College files for summary judgment in alumni lawsuit

Dartmouth has filed a motion for summary judgment, in which a judge decides a case without a full trial, in the current alumni lawsuit against the College, the College announced on Monday. The suit is the second alumni lawsuit filed against the College in less than two years.

College general counsel Bob Donin told The Dartmouth in April that the College might file such a motion in July if information gathered during the suit's discovery period, which was to end in June, provided support for the College's position that the plaintiffs lack standing to sue, and that the terms of the dismissal of the previous alumni lawsuit against the College preclude alumni from filing the current lawsuit.

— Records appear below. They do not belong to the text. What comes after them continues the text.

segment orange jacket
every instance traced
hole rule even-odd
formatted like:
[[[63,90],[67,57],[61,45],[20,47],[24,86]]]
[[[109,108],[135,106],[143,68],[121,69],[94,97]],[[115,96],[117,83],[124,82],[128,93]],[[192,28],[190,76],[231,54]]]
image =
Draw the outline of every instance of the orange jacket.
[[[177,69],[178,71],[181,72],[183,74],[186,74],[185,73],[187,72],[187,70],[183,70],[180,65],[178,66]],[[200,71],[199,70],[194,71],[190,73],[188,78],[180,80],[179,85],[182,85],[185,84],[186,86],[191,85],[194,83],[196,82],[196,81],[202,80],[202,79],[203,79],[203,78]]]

At that time, Donin said the College would argue in its motion that the principle of res judicata bars the plaintiffs from pursuing the current lawsuit, contending that it is based on claims that were already settled in the agreement to dismiss the previous suit. The motion. Donin said in April, would also contend that the alumni in the suit lack standing to sue, an argument the College had already outlined in a summary statement filed on March 23. The statement argues that the Association of Alumni has not authorized the individual alumni who brought the current lawsuit to litigate on its behalf, which Donin asserted in the April interview makes them third-party beneficiaries who lack standing to sue.

In April, Eugene Van Loan, the plaintiff's attorney, said he believed a potential College motion for summary judgment would fail, and called the potential motion a "hurdle" that the plaintiffs would "overcome." Van Loan also told The Dartmouth at that time that the plaintiff's were considering filing a summary judgment in order to speed the suit's proceedings.

In February 2008, the Grafton County Superior Court refused to grant the College's motion of dismissal in the previous lawsuit, The Dartmouth previously reported.

The current suit is the second to center on the issue of parity on the College's Board of Trustees between alumni-elected and Board-selected members. The first suit, brought by the Association of Alumni in October 2007, argued that the Board's recent decision to add eight Board-selected members violated an 1891 document that the plaintiffs said legally required the Board to maintain parity. The Association withdrew the suit in spring 2008 after alumni opposed to the suit swept all 11 seats in elections to fill the Association's executive committee.

The seven alumni who filed the current suit are not acting on behalf of the Association.

This article will be updated as more information becomes available.